# [gelöst] SIOCADDRT: Das Netzwerk ist nicht erreichbar

## uhai

Guten Abend.

Nach einem Reboot ist meine Netzverbindung ploetzlich tot. ping 127.0.0.1 geht, der ping auf den router nicht- fehler siehe Titel.

Das default gw fehlt und kann nicht gesetzt werden -> SIOCADDRT: Kein passendes Geraet gefunden

oder SIOCADDRT: Das Netywerk ist nicht erreichbar.

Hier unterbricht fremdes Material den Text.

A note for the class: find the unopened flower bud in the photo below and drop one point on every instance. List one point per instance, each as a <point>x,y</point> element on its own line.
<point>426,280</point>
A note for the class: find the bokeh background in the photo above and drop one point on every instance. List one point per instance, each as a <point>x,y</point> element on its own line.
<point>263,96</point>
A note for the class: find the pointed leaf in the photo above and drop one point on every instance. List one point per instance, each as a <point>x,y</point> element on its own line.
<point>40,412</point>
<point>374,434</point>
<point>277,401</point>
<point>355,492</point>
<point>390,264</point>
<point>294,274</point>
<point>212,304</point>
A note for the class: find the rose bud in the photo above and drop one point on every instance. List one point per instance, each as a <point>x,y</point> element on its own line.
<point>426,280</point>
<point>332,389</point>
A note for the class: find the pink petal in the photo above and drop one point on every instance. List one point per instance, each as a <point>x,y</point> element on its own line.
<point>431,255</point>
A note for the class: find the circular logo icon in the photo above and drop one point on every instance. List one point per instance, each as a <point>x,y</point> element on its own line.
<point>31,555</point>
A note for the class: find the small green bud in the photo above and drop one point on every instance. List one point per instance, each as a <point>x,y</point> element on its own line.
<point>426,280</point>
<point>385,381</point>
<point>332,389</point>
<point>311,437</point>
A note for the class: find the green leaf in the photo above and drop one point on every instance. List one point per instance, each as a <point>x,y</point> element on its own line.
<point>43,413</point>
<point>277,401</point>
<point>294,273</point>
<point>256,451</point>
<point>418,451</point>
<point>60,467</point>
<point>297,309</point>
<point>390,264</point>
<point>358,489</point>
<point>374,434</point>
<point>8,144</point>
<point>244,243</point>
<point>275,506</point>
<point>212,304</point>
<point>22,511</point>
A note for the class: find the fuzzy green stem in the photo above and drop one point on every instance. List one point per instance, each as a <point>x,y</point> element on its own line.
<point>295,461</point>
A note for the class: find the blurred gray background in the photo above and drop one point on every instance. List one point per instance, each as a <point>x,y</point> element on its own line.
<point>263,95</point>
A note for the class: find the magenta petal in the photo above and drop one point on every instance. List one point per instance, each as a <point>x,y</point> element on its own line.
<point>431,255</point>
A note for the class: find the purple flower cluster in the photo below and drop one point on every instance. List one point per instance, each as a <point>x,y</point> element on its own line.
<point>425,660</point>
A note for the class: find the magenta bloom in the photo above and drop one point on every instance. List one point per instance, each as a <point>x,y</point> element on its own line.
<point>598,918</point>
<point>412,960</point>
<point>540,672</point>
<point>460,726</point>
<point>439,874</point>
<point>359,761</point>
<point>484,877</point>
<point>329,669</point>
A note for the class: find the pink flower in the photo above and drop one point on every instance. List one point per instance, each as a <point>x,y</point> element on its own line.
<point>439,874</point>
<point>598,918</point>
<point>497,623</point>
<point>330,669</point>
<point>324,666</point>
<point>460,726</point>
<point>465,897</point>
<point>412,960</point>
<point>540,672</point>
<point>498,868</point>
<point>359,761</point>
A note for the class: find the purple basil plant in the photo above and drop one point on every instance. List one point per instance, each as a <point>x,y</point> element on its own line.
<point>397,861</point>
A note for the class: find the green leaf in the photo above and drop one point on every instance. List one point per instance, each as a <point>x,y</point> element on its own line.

Da ich momentan nur von einem Live-system ins Netz komme, muss ich alle Infos abtippen.... umlaute fehlen mir hier auch. Wenn infos fehlen, bitte melden....

uhaiLast edited by uhai on Wed Mar 26, 2014 8:20 pm; edited 1 time in total

----------

## arfe

127.0.0.1 geht i.d.R. immer, weil es Loopback ist!

Vielleicht ist Deine Netzwerkkarte tot, neuer Kernel oder der Treiber (Module?) für die NIC nicht drin.

----------

## l3u

Schau doch mal, was das Live-System verwendet (lspci, lsmod)

----------

## uhai

kein neuer Kernel etc, nur rebboot nach emerge -auDN world

Live/System laeuft auf einem Laptop den ich nebenbei neu eirichte, daher mus sich alle Ausgaben vom Monitor abtippen..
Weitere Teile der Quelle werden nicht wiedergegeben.